New York Times
By Ashley Parker and Julia Preston
June 6, 2013
With the Senate beginning debate next week on an ambitious bill to overhaul the immigration system, Republicans in the House moved this week to set a tougher tone on the issue and to stake out their own course on legislation.
Late Wednesday, a bipartisan group of representatives who had been meeting to write a broad immigration bill announced they had completed their negotiations. But a prominent Republican in the group, Raúl Labrador of Idaho, said he was leaving. Mr. Labrador said that he disagreed with the other lawmakers over health care provisions for illegal immigrants who would gain legal status under the measure.
“I have the firm position the U.S. taxpayer should not be liable for the health care of people who are here illegally, who are going to become legal under any of these processes,” Mr. Labrador said in an interview on Thursday. “So I don’t think we could ever come to an agreement on that, so I just decided I’d better work on my own legislation.”
Other members of the group, both Republicans and Democrats, were frustrated by Mr. Labrador’s departure in the final hours of the negotiations, after the group had reached agreement on many thorny issues, including a path to legal status for 11 million immigrants here illegally. Lawmakers from both parties had been counting on Mr. Labrador, a Latino who is aligned with the Tea Party and was formerly an immigration lawyer, to help sell the bill to skeptical conservative Republicans, aides said.
Mr. Labrador’s health care proposal would have required immigrants who gained legal status under the bill to buy private health insurance or pay any health care costs they incurred — even emergency care — or else they would face deportation, House aides said. Democrats in the group worried that such terms would have dissuaded immigrants who could not afford health insurance from seeking treatment at a hospital, since that might have put them at risk of deportation.

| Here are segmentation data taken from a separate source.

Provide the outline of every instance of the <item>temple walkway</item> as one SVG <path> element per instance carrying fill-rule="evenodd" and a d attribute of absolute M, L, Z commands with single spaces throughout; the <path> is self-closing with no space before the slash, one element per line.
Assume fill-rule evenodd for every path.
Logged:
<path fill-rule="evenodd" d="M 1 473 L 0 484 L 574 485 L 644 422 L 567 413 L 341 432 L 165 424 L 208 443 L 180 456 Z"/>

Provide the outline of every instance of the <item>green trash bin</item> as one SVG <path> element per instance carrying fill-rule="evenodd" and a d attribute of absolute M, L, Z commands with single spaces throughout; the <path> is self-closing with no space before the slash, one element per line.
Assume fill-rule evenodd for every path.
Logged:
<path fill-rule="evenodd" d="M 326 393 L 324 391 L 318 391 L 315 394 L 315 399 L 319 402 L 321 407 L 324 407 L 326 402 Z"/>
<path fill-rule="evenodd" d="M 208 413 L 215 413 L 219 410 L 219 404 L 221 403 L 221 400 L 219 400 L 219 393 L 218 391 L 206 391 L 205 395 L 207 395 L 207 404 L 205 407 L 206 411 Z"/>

Mr. Labrador’s proposal would not have allowed any government funds to be used to assist the immigrants, although he would have permitted them to continue on the path to legal status if they at least made a good-faith effort to repay their hospital bills. Both Republicans and Democrats in the group agreed that immigrants gaining legal status would not receive any subsidies under President Obama’s health care law, nor would they be eligible for any other federal low-income health care assistance.
“My decision yesterday doesn’t change my support for immigration reform,” Mr. Labrador said. “We just have to do it right.” He said he would pursue a “step-by-step approach,” probably opting for more than one bill rather than trying to wrap the whole complex overhaul into one measure, as the Senate has done. The remaining bipartisan House group said it would introduce its broad bill in coming weeks.
Mr. Labrador’s move offered a new option to Speaker John A. Boehner, Republican of Ohio, who has pressed the bipartisan group to finish its work but also encouraged the chairman of the House Judiciary Committee, Robert W. Goodlatte, Republican of Virginia, to prepare a series of bills addressing separate parts of the dysfunctional immigration system. On Thursday, Mr. Goodlatte introduced the latest of those bills, a measure to toughen enforcement away from the borders.
But House Republicans also sent a strong signal on Thursday that they are inclined to take a much harder line on immigration than the Senate and the White House are advocating. In a vote of 224 to 201 along stark party lines, the House adopted an amendment by Representative Steve King, an Iowa Republican and immigration hawk, to a spending bill for the Department of Homeland Security. The amendment would shut down a program, initiated by President Obama as an executive action without approval from Congress, that has granted reprieves from deportation to more than 290,000 young unauthorized immigrants who came here as children.
“My amendment blocks many of the provisions that are mirrored in the Senate’s bill,” Mr. King said. “If this position holds, no amnesty will reach the president’s desk.”
The deportation deferral program is very popular with Latinos, and the amendment drew cries of outrage from young immigrants’ groups. Its passage was largely symbolic, since it has no chance of passing the Senate.
But the White House, which has been largely quiet during the Congressional debate so far, weighed in. Jay Carney, the spokesman, said the amendment “runs contrary to our most deeply held values as Americans.” He said the amendment would treat young immigrants as if they were criminals. “It’s wrong. It’s not who we are. And it will not become law,” Mr. Carney said.